The second-year pro’s final tally on the night: a career-best 40 points (15-24 FG), 4 assists, 2 boards, and 4 steals in just under 42 minutes. The number of feeds is a bit low, but he was strictly in scoring mode from start to finish and wasn’t being asked to do anything more than that this time.
It was a thrilling performance by yet another rising star in this league, and it won’t be the last. Coming out of unheralded Eastern Washington, Stuckey was commonly likened to the Miami Heat’s Dwyane Wade because of their similar size, small-school collegiate background, and ability to flat out get to the hole and put up points in bunches. It was important then not to get carried away with such lofty comparisons and it’s important now, but we’re starting to see the 22-year-old’s promise and potential already bubble up in the early stages of his run as a full-time starter.
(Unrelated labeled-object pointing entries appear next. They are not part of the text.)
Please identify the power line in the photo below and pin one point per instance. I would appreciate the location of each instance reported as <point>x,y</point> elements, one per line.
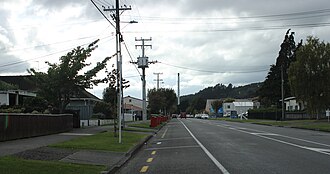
<point>132,59</point>
<point>286,26</point>
<point>321,11</point>
<point>209,71</point>
<point>102,13</point>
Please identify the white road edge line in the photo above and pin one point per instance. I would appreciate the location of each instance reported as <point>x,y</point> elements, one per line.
<point>284,142</point>
<point>164,133</point>
<point>215,161</point>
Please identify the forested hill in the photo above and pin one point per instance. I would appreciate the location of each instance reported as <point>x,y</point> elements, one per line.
<point>222,91</point>
<point>196,102</point>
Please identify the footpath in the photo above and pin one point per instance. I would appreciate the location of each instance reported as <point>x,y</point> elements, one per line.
<point>36,148</point>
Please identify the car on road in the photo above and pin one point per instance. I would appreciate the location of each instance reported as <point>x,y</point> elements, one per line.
<point>205,116</point>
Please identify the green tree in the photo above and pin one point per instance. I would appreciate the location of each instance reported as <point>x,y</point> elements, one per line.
<point>217,104</point>
<point>198,104</point>
<point>162,99</point>
<point>7,86</point>
<point>309,75</point>
<point>66,79</point>
<point>270,91</point>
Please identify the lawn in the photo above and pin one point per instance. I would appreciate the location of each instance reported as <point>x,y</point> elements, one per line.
<point>103,141</point>
<point>138,130</point>
<point>13,165</point>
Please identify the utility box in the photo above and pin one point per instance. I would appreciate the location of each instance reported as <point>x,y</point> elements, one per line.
<point>142,62</point>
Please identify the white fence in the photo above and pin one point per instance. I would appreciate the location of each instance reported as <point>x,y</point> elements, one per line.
<point>128,117</point>
<point>95,122</point>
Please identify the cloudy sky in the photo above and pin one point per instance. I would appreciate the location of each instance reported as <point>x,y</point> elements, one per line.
<point>206,41</point>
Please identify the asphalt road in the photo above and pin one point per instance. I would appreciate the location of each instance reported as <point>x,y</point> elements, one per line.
<point>208,146</point>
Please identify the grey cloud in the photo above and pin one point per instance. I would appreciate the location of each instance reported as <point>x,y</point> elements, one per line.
<point>11,64</point>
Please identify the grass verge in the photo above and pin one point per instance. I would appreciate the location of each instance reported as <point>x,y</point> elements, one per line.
<point>13,165</point>
<point>138,130</point>
<point>319,125</point>
<point>103,141</point>
<point>145,125</point>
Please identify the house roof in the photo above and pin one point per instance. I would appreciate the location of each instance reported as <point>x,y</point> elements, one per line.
<point>245,103</point>
<point>25,82</point>
<point>132,107</point>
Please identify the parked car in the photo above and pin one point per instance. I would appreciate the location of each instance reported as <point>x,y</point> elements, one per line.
<point>205,116</point>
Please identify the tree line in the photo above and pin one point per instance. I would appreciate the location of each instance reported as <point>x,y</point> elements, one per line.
<point>305,70</point>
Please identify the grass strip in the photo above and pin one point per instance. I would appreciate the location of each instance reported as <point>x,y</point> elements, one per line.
<point>103,141</point>
<point>138,130</point>
<point>13,165</point>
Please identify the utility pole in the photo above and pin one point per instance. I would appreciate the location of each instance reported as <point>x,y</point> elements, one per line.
<point>119,39</point>
<point>158,80</point>
<point>143,63</point>
<point>282,93</point>
<point>179,92</point>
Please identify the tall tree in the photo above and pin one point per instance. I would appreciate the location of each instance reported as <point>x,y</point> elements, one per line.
<point>270,92</point>
<point>66,79</point>
<point>216,105</point>
<point>162,99</point>
<point>309,75</point>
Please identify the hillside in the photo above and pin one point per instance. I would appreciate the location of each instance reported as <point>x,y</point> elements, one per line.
<point>197,101</point>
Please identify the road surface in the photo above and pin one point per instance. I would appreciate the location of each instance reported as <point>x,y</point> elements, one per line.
<point>210,146</point>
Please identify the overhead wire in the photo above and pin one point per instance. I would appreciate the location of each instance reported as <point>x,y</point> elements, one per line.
<point>129,54</point>
<point>102,13</point>
<point>210,71</point>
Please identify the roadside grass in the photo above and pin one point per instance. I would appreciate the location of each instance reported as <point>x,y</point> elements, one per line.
<point>319,125</point>
<point>145,125</point>
<point>13,165</point>
<point>103,141</point>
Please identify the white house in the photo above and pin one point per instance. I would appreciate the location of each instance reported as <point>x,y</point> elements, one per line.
<point>14,97</point>
<point>291,104</point>
<point>133,106</point>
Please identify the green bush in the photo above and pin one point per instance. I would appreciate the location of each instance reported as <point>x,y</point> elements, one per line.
<point>35,104</point>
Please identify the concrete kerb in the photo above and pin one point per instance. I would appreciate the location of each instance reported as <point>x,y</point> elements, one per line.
<point>129,154</point>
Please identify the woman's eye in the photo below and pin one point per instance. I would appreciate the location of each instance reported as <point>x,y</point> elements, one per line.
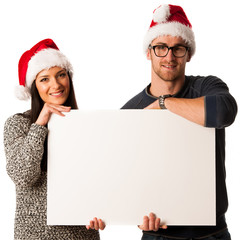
<point>43,80</point>
<point>62,75</point>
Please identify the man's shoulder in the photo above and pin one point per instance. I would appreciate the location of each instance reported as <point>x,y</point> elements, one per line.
<point>134,102</point>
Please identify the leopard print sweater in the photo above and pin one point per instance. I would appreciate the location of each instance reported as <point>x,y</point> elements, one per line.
<point>24,147</point>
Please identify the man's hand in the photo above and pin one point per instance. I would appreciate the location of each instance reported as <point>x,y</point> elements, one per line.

The Pistons may suffer some in the interim in Billups’ absence, but it’s clear that Mr. Big Shot would have been moved at some point in the near future anyway; Stuckey is clearly a cornerstone of the Pistons’ future and he needs and deserves as many minutes as he can handle now, not in a season or two.
There will be some growing pains and false starts along the way, like his less-than-stellar outing against Deron Williams and the Utah Jazz earlier this week when he finished with just 7 points (3-8 FG), 5 assists, 3 boards, and 3 steals before fouling out in his team’s 120-114 double-overtime loss. Make no mistake though: this kid has the skills to become an elite player in this league before too long. He has excellent court vision, delivers crisp passes, has made remarkable strides with his three-point shot, plays solid man-defense, and already has shown great reactions and awareness in the offensive pick-and-roll game.
There promises to be some great one-on-one battles over the years between the Pistons’ Stuckey and the Bulls’ first-overall pick from last summer, Derrick Rose. Give Stuckey an emphatic win in round one.